As for the impulse cheats, If I remember correctly you need to add *-dev* in front of where you added *-console* before. (remember to leave only one space in between)

there are tons of these cheats and impulse cheats. you can easily find them with a quick google search

Hope this helps ya


----------



## apakhira (Nov 29, 2002)

I tried using the"/god" again and again.But it wont turn off.I don't like to play with GOD Mode On as it makes me think I am a baby.


----------



## BigRedDevil (Feb 24, 2003)

When I used the 'God Mode' cheat on Half Life, to turn it off just type God (without the /). That should work it does for me.


----------



## golfman (Aug 19, 2000)

Any of the following should work to turn god mode on and off...

1) type *god* then hit *enter* to turn on... type *god* then hit *enter* again to turn off.

2) type */god* then hit *enter* to turn on... type */god* then hit *enter* again to turn off.

3) type *god 1* then hit *enter* to turn on... type *god 0* then hit *enter* to turn off. (note the space between the text and the numbers)

Each time you type in the command to turn god mode on or off, when you hit *enter*, it should immediately say *"god mode ON"* or *"god mode Off"* in the console right below where you just typed.

If none of these work then something is wrong somewhere. In fact, they should ALL work.

How about the impulse cheats... did you get them to work??


----------



## apakhira (Nov 29, 2002)

Sorry,the GOD Solutions didn't work.The impulse one worked.Now it has stoppe showing GOD Mode On/Off.Can you help me?


----------



## golfman (Aug 19, 2000)

Have you tried a different command?

type *noclip* into the console then hit *enter*
the console should reply with *NOCLIP ON*

This should give you the ability to walk through walls and objects.

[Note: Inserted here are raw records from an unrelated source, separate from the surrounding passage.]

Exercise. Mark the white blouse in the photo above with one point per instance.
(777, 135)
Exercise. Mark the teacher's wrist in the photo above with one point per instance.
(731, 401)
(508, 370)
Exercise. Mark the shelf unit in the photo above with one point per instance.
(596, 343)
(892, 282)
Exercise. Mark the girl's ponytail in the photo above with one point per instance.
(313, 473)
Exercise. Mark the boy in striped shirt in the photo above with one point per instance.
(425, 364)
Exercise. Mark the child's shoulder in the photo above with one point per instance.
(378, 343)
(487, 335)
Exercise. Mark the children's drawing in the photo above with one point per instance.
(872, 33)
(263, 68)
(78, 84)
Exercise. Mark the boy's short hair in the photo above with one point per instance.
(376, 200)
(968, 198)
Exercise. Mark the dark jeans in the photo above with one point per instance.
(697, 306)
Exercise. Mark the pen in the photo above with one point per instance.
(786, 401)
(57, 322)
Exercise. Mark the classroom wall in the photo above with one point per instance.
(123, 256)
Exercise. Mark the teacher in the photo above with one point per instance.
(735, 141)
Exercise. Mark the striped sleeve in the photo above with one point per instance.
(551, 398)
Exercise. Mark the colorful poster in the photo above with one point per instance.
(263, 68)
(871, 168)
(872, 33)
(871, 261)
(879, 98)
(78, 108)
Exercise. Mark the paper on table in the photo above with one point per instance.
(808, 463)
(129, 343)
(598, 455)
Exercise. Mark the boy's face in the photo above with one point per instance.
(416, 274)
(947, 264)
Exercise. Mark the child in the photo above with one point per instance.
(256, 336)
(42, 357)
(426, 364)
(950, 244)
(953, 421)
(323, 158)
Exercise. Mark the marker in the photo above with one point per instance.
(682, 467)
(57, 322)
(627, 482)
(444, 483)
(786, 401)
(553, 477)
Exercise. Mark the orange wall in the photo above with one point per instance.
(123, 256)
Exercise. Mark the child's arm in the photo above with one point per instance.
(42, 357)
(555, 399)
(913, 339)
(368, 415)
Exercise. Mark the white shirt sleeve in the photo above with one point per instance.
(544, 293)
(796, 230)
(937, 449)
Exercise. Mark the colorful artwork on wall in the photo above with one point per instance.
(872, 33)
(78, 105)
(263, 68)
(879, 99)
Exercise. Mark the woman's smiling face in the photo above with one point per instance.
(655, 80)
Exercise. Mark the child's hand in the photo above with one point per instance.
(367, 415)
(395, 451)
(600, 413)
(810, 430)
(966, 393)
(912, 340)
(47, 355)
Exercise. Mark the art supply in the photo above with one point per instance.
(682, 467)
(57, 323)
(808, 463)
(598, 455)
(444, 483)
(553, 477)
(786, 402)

If this does not work either...

1) make sure that your shortcut to HL.exe looks like this...(especially the bold part)
C:\SIERRA\Half-Life\hl.exe *-dev -console*

2) make sure that *sv_cheats* are on. type *sv_cheats 1* then hit enter to turn on... *sv_cheats 0* to turn off.

3) I think I'm outta ideas


----------



## apakhira (Nov 29, 2002)

Thanx that worked.Actually,I was using the "-console" command not the "-dev -console command"


----------



## golfman (Aug 19, 2000)

Glad to help  ... enjoy your game!


----------



## apakhira (Nov 29, 2002)

But I discovered 1 thing.The impulse cheats and the give cheats do not work in my game.Why?


----------



## AtreideS (Aug 20, 2001)

I'm not 100% sure, but I think many commands in Half-Life have been disabled in recent updates for the game. You could check the readme file's Update History to check. But I have a feeling thats the reason.


----------